As such, the freeze of duel duty is fundamental for growth amongst these businesses – especially as it can significantly cut costs. However, businesses should be mindful of the environmental impacts of relying heavily on non-electric vehicles, and try to offset these wherever possible. 

Energy Bill Discount Scheme 

As part of the Spring Budget, the Energy Bill Relief Scheme has been replaced by the Energy Bills Discount Scheme, running until March 31st, 2024. The new scheme offers a discount on gas and electricity unit rates, compared to the previous model, which offered a cap on wholesale gas and electricity prices for non-domestic consumers.
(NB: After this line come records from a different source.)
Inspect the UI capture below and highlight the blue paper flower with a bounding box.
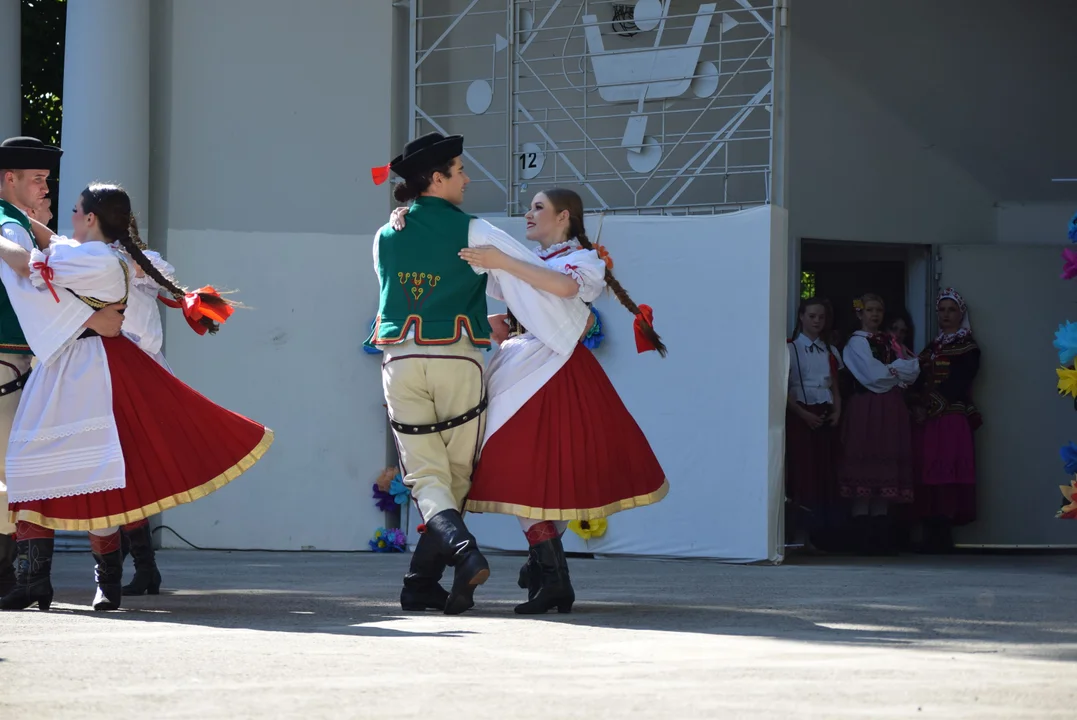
[389,472,411,505]
[584,308,605,350]
[1054,320,1077,367]
[363,317,381,355]
[1059,442,1077,475]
Unfortunately, under the new scheme, the level of support has been cut by two-thirds, a significant figure. However, the warmer weather coming means less demand and wholesale prices are slowly falling, meaning both SMEs and retailers are in a more beneficial position to weather the storm than before. Another alternative was the Government providing no support – meaning while the scheme provides less relief, the measure of support could still be a vital tool for survival. 

Investment Zones

One of the highlights of the Spring Budget for all small businesses is the introduction of Investment Zones. These refer to twelve zones in the UK that will provide a variety of fiscal incentives for businesses, such as:

  • Stamp Duty Land Tax (SDTL) relief
  • 100% relief from Business Rates 
  • Enhanced capital allowance 
  • Boosted structures and buildings allowances
  • Employer National Insurance Contributions relief

The zones will be spread across the UK, but predominantly located in the North of England, in areas such as Manchester, West Yorkshire and Liverpool. These incentives will resultantly tackle the North-South divide in the UK, ensuring northern businesses are able to compete in terms of investment and growth. 

This also means that for any small retailers and businesses considering an expansion or relocation, or any startups trying to locate a physical site, these investment zones could make those dreams come true. 

Marina Vassilopoulos writes for UK Shopfront, a London-based retailer of shopfronts and glazing with 30+ years of experience trading.